Many Market Basket workers are frustrated at repeated reports — first hyped then dashed — that the supermarket’s month-long, family food fight soon could be over.
“It’s actually pretty painful,” said Walter O’Brien, assistant store director in Epping.
“Emotional-wise and stressful-wise, it take its toll,” he said Tuesday. “It’s not easy doing nothing.”
This week alone, governors from New Hampshire and Massachusetts met with the Market Basket principals Sunday night, releasing hopeful statements that a deal was close and would coax workers and customers back to the chain’s 71 New England stores.
Then the Demoulas board met Monday with no word of a deal, followed by more reports Tuesday that a deal could be finalized by week’s end.

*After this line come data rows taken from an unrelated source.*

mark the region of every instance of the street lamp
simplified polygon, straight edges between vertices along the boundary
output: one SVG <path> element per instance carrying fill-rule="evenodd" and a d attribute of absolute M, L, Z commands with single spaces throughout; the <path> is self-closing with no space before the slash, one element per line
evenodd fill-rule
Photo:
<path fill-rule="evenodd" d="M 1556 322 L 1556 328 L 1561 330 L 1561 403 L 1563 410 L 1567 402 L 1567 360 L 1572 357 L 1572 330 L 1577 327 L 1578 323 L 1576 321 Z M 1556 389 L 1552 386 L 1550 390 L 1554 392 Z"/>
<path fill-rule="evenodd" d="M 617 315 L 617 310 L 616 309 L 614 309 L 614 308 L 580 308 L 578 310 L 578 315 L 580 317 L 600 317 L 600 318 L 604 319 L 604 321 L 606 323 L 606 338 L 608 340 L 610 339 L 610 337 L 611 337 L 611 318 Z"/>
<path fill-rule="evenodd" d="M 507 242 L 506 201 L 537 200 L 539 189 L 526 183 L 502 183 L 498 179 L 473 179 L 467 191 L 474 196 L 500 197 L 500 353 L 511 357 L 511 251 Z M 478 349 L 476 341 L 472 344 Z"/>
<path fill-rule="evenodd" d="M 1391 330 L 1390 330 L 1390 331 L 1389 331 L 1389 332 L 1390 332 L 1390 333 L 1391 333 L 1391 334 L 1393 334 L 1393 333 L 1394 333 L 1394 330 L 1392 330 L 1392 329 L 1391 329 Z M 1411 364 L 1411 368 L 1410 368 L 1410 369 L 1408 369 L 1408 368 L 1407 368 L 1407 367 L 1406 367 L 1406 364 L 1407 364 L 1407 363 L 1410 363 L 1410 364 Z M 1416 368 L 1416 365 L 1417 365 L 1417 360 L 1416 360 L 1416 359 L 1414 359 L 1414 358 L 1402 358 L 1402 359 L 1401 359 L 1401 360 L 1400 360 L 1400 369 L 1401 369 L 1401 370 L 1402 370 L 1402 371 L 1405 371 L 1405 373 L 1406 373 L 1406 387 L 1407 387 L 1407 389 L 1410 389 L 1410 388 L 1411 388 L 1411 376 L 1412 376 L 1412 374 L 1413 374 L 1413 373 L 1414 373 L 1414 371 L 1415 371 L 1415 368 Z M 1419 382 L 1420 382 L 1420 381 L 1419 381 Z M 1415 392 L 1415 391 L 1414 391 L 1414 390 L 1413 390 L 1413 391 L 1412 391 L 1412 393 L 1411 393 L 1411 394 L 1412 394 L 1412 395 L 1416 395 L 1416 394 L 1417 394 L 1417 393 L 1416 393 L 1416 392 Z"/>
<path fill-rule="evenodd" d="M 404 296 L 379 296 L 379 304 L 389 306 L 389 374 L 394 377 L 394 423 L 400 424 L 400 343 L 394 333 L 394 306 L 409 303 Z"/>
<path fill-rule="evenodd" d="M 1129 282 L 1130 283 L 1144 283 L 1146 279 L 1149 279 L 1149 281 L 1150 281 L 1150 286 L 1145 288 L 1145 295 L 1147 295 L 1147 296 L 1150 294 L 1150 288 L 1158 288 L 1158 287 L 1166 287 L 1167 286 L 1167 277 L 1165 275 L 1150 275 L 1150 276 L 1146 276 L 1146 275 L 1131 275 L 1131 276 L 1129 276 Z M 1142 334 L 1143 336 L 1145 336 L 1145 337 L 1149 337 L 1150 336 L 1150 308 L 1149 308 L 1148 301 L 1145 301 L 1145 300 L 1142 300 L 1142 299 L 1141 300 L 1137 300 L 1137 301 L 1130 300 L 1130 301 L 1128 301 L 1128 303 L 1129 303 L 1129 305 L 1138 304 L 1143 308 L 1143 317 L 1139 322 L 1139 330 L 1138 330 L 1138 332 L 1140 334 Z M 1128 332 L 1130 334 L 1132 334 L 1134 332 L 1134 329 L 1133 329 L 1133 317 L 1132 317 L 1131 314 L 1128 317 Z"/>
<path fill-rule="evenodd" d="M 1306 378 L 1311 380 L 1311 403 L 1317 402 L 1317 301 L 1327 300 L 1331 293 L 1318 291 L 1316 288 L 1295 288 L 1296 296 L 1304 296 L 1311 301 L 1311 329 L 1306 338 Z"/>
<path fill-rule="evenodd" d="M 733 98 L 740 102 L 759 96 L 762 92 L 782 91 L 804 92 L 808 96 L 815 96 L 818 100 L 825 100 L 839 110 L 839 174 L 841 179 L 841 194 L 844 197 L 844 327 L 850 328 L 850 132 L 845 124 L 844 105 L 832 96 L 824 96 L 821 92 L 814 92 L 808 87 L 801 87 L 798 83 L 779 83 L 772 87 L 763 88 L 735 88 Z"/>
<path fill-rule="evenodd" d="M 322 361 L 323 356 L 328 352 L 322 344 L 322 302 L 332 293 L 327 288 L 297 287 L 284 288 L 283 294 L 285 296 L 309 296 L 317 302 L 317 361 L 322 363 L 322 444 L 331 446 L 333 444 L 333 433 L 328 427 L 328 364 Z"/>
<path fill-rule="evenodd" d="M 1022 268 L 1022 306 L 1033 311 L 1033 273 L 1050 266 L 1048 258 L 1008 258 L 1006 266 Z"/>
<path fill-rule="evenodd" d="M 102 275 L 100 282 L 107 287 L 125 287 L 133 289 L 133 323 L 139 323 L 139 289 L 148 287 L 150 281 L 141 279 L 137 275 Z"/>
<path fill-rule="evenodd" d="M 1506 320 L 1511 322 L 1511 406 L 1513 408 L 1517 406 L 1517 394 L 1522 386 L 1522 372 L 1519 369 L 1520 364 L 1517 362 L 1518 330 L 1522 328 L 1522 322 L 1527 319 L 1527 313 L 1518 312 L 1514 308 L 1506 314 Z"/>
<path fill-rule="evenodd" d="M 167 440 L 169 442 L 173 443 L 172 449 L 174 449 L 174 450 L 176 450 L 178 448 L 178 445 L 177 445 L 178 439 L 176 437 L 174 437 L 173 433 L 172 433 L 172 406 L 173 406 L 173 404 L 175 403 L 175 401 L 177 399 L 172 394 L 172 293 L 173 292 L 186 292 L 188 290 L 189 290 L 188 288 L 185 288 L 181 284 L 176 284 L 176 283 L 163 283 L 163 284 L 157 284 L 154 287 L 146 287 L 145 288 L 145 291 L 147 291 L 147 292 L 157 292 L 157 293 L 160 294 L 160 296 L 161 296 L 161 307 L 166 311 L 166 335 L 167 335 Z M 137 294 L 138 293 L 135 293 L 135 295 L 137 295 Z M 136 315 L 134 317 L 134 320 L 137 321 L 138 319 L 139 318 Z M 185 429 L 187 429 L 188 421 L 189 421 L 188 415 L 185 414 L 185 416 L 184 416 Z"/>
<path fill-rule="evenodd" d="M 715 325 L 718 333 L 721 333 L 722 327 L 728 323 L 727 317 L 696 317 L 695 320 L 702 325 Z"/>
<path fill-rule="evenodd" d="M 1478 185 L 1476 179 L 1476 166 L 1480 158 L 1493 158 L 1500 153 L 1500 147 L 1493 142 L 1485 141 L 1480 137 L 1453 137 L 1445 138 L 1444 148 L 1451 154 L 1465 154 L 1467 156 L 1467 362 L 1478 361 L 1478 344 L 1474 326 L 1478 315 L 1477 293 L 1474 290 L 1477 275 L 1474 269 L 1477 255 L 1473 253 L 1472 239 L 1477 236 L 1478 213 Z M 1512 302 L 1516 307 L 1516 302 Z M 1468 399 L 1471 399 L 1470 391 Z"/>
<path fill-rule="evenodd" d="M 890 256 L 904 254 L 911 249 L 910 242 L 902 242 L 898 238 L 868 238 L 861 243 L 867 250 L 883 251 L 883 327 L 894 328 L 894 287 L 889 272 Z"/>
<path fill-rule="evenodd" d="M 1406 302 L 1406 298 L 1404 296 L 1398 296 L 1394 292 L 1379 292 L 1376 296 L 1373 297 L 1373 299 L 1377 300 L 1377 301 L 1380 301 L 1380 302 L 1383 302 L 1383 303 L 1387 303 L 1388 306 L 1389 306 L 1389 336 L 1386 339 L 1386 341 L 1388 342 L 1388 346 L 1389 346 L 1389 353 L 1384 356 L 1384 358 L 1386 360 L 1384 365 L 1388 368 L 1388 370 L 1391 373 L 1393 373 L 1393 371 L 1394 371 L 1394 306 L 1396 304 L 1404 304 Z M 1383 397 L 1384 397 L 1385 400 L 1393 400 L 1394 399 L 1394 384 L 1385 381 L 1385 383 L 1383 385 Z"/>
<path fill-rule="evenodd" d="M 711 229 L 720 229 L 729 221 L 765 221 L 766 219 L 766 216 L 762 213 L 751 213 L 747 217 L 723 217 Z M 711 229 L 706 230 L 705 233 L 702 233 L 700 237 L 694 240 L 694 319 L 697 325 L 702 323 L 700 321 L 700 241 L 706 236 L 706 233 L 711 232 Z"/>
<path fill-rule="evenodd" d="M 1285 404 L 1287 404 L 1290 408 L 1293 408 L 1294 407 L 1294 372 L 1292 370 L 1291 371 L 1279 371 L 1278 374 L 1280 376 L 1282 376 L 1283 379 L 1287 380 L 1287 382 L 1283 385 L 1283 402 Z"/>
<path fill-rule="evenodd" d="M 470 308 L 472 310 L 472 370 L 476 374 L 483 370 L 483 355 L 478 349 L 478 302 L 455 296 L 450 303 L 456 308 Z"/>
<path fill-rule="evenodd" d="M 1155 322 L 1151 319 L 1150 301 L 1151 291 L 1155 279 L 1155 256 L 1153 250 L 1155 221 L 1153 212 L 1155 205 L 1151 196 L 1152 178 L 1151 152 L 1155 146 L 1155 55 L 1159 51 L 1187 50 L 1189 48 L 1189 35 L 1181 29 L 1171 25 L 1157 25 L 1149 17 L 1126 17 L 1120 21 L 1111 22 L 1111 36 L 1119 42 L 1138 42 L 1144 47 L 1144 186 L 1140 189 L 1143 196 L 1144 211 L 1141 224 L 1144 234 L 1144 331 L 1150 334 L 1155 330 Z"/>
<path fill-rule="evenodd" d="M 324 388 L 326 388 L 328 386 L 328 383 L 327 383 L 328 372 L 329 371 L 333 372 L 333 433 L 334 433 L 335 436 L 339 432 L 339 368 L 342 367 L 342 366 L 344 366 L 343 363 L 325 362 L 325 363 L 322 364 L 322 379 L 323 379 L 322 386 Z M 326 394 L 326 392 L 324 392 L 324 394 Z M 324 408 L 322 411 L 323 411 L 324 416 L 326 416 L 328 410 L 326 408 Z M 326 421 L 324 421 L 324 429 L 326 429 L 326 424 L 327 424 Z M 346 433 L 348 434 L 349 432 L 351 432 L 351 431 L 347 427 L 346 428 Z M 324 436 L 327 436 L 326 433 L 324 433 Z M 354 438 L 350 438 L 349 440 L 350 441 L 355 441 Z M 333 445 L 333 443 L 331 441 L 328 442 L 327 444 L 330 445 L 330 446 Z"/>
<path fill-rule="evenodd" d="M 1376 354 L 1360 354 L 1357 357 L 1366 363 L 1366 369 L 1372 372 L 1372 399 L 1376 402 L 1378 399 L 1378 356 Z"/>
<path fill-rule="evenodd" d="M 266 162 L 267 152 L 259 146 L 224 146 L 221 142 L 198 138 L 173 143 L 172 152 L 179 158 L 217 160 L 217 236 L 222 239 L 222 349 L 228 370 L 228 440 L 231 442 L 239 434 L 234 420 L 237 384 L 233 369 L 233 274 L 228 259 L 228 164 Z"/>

“I just want to know when it’s over,” said Jeremy Wonser, an assistant store director at the Market Basket in Tilton.
“I try not to look at the Facebook pages,” he said. “I come in and look for something to do and wait for them to tell me there’s a truck at the back of the store (to unload).”
Wonser said “morale is pretty low” among workers there.
“When are we going to turn this back on?” he said.
William Hinkle, press secretary to Gov. Maggie Hassan, who met with the principals in the Market Basket fight Sunday, said Tuesday that there was no timetable for a deal.
“While we have no updates at this time, Governor Hassan remains hopeful that a constructive resolution will be reached to keep Market Basket’s dedicated workers employed and to reduce the impact on our consumers, communities and economy,” Hinkle said in an email.
A Market Basket spokesman said the company’s co-CEOs, Felicia Thornton and James Gooch, “would like to keep everyone employed, which requires that associates return to the business of running supermarkets since the shutdown harms associates, customers and vendors alike.”
For weeks, ousted CEO Arthur T. Demoulas has been in talks with his cousin, Arthur S. Demoulas, to buy a controlling stake in the chain, which operates about 30 stores in New Hampshire.
“People are done waiting. People just want the deal to be done. They want to know what’s going to happen,” Wonser said.
In Londonderry, Assistant Store Director Sean Morse said employees have experienced a roller coaster of emotions.
“There’s definitely highs and lows,” he said. “Our spirits are good.”Morse said the store won’t take long to return to normal.“Literally from when we get the product, we can have this store entirely ready to go in five or six hours,” Morse said.
He thinks the store “will be like a party atmosphere” once a deal is confirmed that brings back the workers’ beloved CEO.
But no one knows for sure when that will happen, if at all.
“I don’t think anybody expected it to take this long,” Morse said. “I don’t think our resolve has left us at all.”
But he can no longer give much credence anymore to reports of a resolution close at hand.
“Unless I hear it from one of our owners’ mouths,” he said, “it doesn’t mean anything.”